Making the Band

With album No. 1 under their belt, Divine Fits are already working on a second release

Divine Fits is here to stay.

Though the band brings together Dan Boeckner of Handsome Furs and Wolf Parade, Spoon frontman Britt Daniel and New Bomb Turks drummer Sam Brown, Divine Fits is no side project, no one-off supergroup.

"It was always started as a band, not, 'Let's get together in the studio and knock off a couple of songs for fun.' If that was the case, we wouldn't go on the road and invest so much in it," Boeckner says. "I've come to the conclusion recently that it's going to kick in, in general, by the time we make our second record."

The roots of Divine Fits go back to 2007, when Boeckner and Daniel met at a Handsome Furs show in Portland, Ore. They struck up an easy friendship based on mutual respect.

"About a year and a half ago, we were talking about starting a band. He asked me if I wanted to, and I said yes," Boeckner says. "You meet people playing music, and a lot of time, they say, 'We should play music together,' and they don't necessarily mean it. When he first brought it up, he's a straight shooter, so I knew he wasn't just fucking around. I was in the middle of touring the last Handsome Furs record, and once that was done, we started writing songs together. I moved out to his house in L.A."

Divine Fits started as sort of an upstairs/downstairs project, with Boeckner working out of a spare room in one part of the house, while Daniel did the same in another. But it wasn't long before they started working alongside one another.

"It was completely collaborative from the start," Boeckner says. "Depending on the song, there's a lot of different ways we'd approach the songs."

Boeckner says his songwriting process tends to naturally shift a bit depending on the people he's playing with, but that his creative fit with Daniel brought a welcome level of focus.

"In Wolf Parade, a lot of the songs I wrote and sang, I wrote entirely myself, and then a lot of them were collaborative, too. With Handsome Furs, the writing process again was totally different. It was sonically focused; each album had its own really focused aesthetic. I would take a specific sonic palette for each record," he says. "For this record (A Thing Called Divine Fits), it was anything-goes.

"We didn't have any preconceived aesthetic for the band at all. We just wanted to make the best rock band we could," he says. "Whatever we did, whatever we wrote on the record, it was collaborative, more than anything else I've ever done."

Boeckner and Daniel brought Brown in on drums (and later keyboardist Alex Fischel) and began working full-time on an album, during what was a bit of a hiatus for Spoon, and a planned one for Handsome Furs.

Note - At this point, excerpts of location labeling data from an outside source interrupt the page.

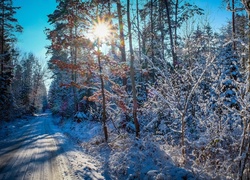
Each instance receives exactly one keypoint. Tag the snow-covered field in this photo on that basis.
(124, 156)
(33, 148)
(42, 148)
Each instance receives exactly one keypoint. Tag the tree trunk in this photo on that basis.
(132, 73)
(233, 24)
(170, 34)
(122, 41)
(104, 116)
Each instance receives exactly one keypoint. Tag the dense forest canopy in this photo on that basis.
(149, 68)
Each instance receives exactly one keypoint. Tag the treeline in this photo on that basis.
(21, 77)
(160, 73)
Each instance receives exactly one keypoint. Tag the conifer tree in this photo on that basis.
(8, 26)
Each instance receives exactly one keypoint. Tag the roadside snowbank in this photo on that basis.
(124, 156)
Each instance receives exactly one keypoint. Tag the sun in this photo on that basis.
(101, 29)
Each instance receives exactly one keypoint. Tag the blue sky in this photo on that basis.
(33, 17)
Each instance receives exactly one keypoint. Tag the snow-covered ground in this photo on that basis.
(43, 148)
(34, 148)
(124, 156)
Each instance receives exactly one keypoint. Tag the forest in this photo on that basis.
(153, 73)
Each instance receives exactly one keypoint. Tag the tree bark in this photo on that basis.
(170, 34)
(122, 41)
(104, 116)
(132, 73)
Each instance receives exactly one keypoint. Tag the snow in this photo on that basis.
(123, 156)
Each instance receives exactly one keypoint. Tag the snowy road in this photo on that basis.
(38, 150)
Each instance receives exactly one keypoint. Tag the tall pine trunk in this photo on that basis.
(132, 73)
(121, 34)
(170, 33)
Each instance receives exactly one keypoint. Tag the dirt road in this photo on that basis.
(33, 151)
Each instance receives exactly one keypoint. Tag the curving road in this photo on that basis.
(35, 151)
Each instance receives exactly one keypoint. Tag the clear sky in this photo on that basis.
(33, 17)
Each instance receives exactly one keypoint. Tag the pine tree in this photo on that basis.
(8, 26)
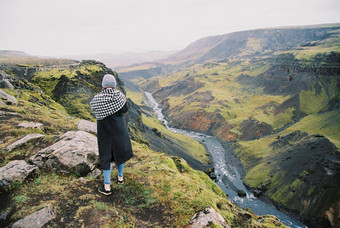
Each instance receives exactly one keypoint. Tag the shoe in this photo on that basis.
(120, 180)
(102, 190)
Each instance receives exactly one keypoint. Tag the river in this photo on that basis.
(228, 177)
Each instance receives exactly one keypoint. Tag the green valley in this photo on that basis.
(274, 93)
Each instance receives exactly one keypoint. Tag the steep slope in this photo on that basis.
(150, 196)
(248, 44)
(243, 86)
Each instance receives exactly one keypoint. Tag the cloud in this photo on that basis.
(51, 27)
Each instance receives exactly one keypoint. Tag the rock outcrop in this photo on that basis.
(6, 84)
(88, 126)
(37, 219)
(30, 125)
(8, 99)
(16, 171)
(23, 141)
(207, 217)
(76, 152)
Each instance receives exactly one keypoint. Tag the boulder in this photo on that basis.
(16, 171)
(37, 219)
(23, 141)
(241, 193)
(88, 126)
(76, 152)
(207, 217)
(5, 83)
(8, 99)
(95, 173)
(257, 193)
(30, 125)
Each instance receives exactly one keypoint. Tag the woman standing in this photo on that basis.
(113, 138)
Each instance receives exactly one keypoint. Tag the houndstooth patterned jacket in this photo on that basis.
(107, 102)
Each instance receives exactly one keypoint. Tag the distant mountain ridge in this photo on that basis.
(12, 53)
(247, 44)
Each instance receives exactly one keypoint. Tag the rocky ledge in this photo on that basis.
(75, 152)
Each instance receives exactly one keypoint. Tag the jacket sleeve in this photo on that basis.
(125, 108)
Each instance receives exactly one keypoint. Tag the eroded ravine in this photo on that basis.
(228, 177)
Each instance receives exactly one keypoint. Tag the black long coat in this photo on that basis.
(113, 140)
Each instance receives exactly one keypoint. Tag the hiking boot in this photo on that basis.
(120, 180)
(102, 190)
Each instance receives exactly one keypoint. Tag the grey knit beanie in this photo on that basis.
(109, 81)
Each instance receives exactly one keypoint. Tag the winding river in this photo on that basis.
(228, 177)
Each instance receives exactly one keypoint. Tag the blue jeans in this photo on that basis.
(107, 173)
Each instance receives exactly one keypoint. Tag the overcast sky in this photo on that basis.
(63, 27)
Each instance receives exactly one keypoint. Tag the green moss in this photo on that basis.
(193, 148)
(283, 118)
(312, 103)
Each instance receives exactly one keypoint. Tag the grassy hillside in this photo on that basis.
(159, 190)
(276, 93)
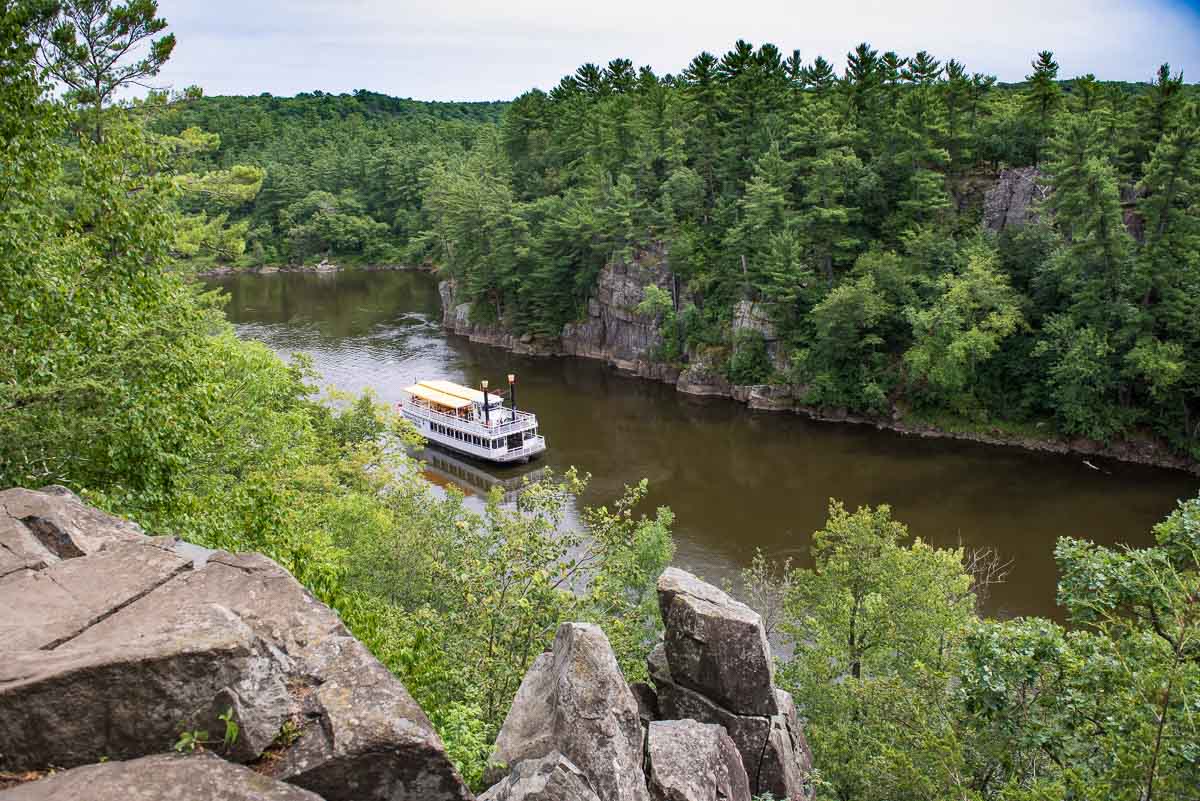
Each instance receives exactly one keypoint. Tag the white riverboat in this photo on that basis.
(474, 422)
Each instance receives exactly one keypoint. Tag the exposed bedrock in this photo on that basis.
(715, 667)
(574, 700)
(551, 778)
(113, 644)
(694, 762)
(1013, 198)
(154, 778)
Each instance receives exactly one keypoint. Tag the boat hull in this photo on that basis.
(531, 446)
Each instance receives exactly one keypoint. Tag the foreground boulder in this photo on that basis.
(691, 676)
(715, 645)
(694, 762)
(113, 644)
(550, 778)
(575, 700)
(153, 778)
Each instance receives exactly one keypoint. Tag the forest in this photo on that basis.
(849, 205)
(120, 379)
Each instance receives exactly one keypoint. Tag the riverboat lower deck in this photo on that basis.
(473, 422)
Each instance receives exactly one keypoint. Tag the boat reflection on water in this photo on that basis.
(473, 477)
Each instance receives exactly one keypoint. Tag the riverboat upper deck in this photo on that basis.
(474, 422)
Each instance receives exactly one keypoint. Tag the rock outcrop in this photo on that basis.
(694, 762)
(715, 645)
(574, 700)
(113, 643)
(754, 317)
(1013, 199)
(154, 778)
(715, 667)
(612, 331)
(551, 778)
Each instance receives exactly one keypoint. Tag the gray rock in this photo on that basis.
(117, 651)
(749, 315)
(159, 778)
(774, 752)
(705, 378)
(1014, 198)
(550, 778)
(576, 702)
(647, 702)
(61, 524)
(715, 645)
(694, 762)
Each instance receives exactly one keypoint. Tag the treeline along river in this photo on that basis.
(737, 480)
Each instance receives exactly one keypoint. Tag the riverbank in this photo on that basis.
(324, 266)
(617, 335)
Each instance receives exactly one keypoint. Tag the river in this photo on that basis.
(736, 480)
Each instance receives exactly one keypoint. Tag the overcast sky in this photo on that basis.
(454, 49)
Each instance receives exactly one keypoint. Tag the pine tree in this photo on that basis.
(1155, 115)
(1043, 100)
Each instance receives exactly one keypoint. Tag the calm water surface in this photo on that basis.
(737, 480)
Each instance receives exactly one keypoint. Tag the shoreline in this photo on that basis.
(780, 398)
(760, 397)
(324, 266)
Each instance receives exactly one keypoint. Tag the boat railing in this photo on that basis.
(517, 421)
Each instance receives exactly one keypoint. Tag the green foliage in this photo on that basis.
(850, 205)
(877, 626)
(960, 331)
(909, 696)
(91, 47)
(192, 741)
(232, 729)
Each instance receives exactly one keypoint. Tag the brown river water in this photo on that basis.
(736, 480)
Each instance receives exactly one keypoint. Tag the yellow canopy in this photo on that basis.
(460, 391)
(437, 396)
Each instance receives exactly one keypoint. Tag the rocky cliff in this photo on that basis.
(1013, 199)
(117, 646)
(712, 728)
(114, 644)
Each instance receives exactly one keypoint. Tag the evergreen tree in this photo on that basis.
(1043, 100)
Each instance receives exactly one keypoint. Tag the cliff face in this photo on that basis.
(612, 331)
(113, 644)
(1013, 199)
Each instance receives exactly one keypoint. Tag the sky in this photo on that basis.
(453, 49)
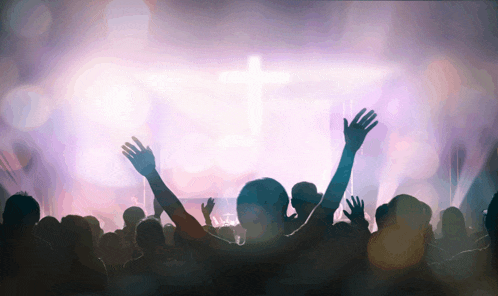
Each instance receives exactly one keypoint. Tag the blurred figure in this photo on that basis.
(169, 234)
(131, 217)
(82, 272)
(27, 263)
(97, 232)
(454, 234)
(49, 229)
(304, 199)
(158, 267)
(226, 233)
(398, 253)
(381, 216)
(475, 271)
(112, 254)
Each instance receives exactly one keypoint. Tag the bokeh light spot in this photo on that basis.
(28, 18)
(26, 108)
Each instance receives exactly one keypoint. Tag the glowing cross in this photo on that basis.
(255, 78)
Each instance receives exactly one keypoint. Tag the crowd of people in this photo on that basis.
(269, 253)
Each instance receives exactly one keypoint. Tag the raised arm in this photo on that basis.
(144, 162)
(354, 135)
(207, 210)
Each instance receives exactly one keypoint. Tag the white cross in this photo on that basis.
(255, 78)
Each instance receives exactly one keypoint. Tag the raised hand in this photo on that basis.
(357, 209)
(208, 209)
(356, 132)
(143, 160)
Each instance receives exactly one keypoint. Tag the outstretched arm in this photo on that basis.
(207, 210)
(354, 134)
(144, 162)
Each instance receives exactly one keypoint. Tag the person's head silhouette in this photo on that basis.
(49, 229)
(453, 223)
(381, 216)
(150, 235)
(132, 216)
(406, 210)
(492, 221)
(21, 212)
(77, 236)
(261, 209)
(305, 198)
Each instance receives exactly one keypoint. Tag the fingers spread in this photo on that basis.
(349, 204)
(357, 117)
(366, 123)
(366, 117)
(128, 156)
(128, 150)
(372, 126)
(140, 145)
(347, 215)
(132, 147)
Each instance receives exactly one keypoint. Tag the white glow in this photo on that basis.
(194, 153)
(255, 78)
(103, 166)
(28, 18)
(26, 107)
(104, 93)
(128, 23)
(237, 154)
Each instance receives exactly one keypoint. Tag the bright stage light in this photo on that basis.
(237, 154)
(105, 94)
(255, 79)
(26, 107)
(9, 74)
(28, 18)
(128, 24)
(194, 153)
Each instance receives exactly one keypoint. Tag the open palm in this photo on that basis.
(142, 159)
(356, 132)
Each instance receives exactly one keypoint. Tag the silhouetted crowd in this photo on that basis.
(268, 253)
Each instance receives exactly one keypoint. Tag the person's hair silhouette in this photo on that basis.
(21, 211)
(381, 216)
(261, 209)
(304, 199)
(132, 216)
(150, 235)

"This band started before I had any idea Handsome Furs was going to shut down," Boeckner says. "After we finished touring Sound Kapital, I figured there'd be at least a year before we sat down and started writing new material."

So, unexpectedly, Divine Fits became Boeckner's sole focus for the time being. And with A Thing Called Divine Fits gathering plenty of attention even before its Aug. 28 release (and a steady couple of months of touring), there's little room for anything else now.

"The recording was all over the place, so we spent months working on just how we'd play the songs live. (Alex) brings keyboard-wizard powers to the arrangements, and we figure it out from there," he says.

"For me, I don't really do recording projects. I get them, and I enjoy listening to them occasionally, but if I'm writing something, I end up putting so much of myself into the songwriting process—and it's so labor-intensive for me—I don't feel like just recording it and releasing it. That's just dry-humping. That's not sealing the deal.

"You have to actually get out in front of people and play these songs to living, breathing humans. I like making records, but the best thing is definitely playing the live show. You can't buy it. You can buy a ticket, but it's this fleeting, transient moment in time, and if you weren't there, you weren't there. It's not downloadable; it's not something you can scan through on a computer; you can't skip through it. You go to the show, and you go to the show. That's a real-life experience, and it's irreplaceable."

Boeckner says starting a new band after seeing a good deal of success in other projects has its advantages—as well as its disadvantages.

"The advantages are that you kind of know how to be on tour and not go crazy. From what hotels to avoid to what the best coffee shop near the venue is, you should know all that stuff. That's easy; it's a no-brainer. You have existing projects, so hopefully, you have a built-in audience. People are going to want to check you out based on previous bands.

"The disadvantage is that no matter what band you've been in before, a new band is a new band, and you have to do the same shit every other band does. We have to lug our gear; we have to play smaller venues than we're used to playing. But it's exciting; you have to work for it. It's not like being in an existing band that's cruising on its fourth album. I like that."

Even since the debut album that came from that burst of fresh inspiration, Boeckner has been writing material for a Divine Fits follow-up.

"Divine Fits is going to make another record. Spoon is going to make another record. I want to start anther band as well. But I don't really see myself putting out a Dan Boeckner record. I like having a band. When I picture solo records, I picture some douchebag on a stool with an acoustic guitar and a harmonica. That sounds awful to me. Maybe when I'm 60, but right now, I want a band."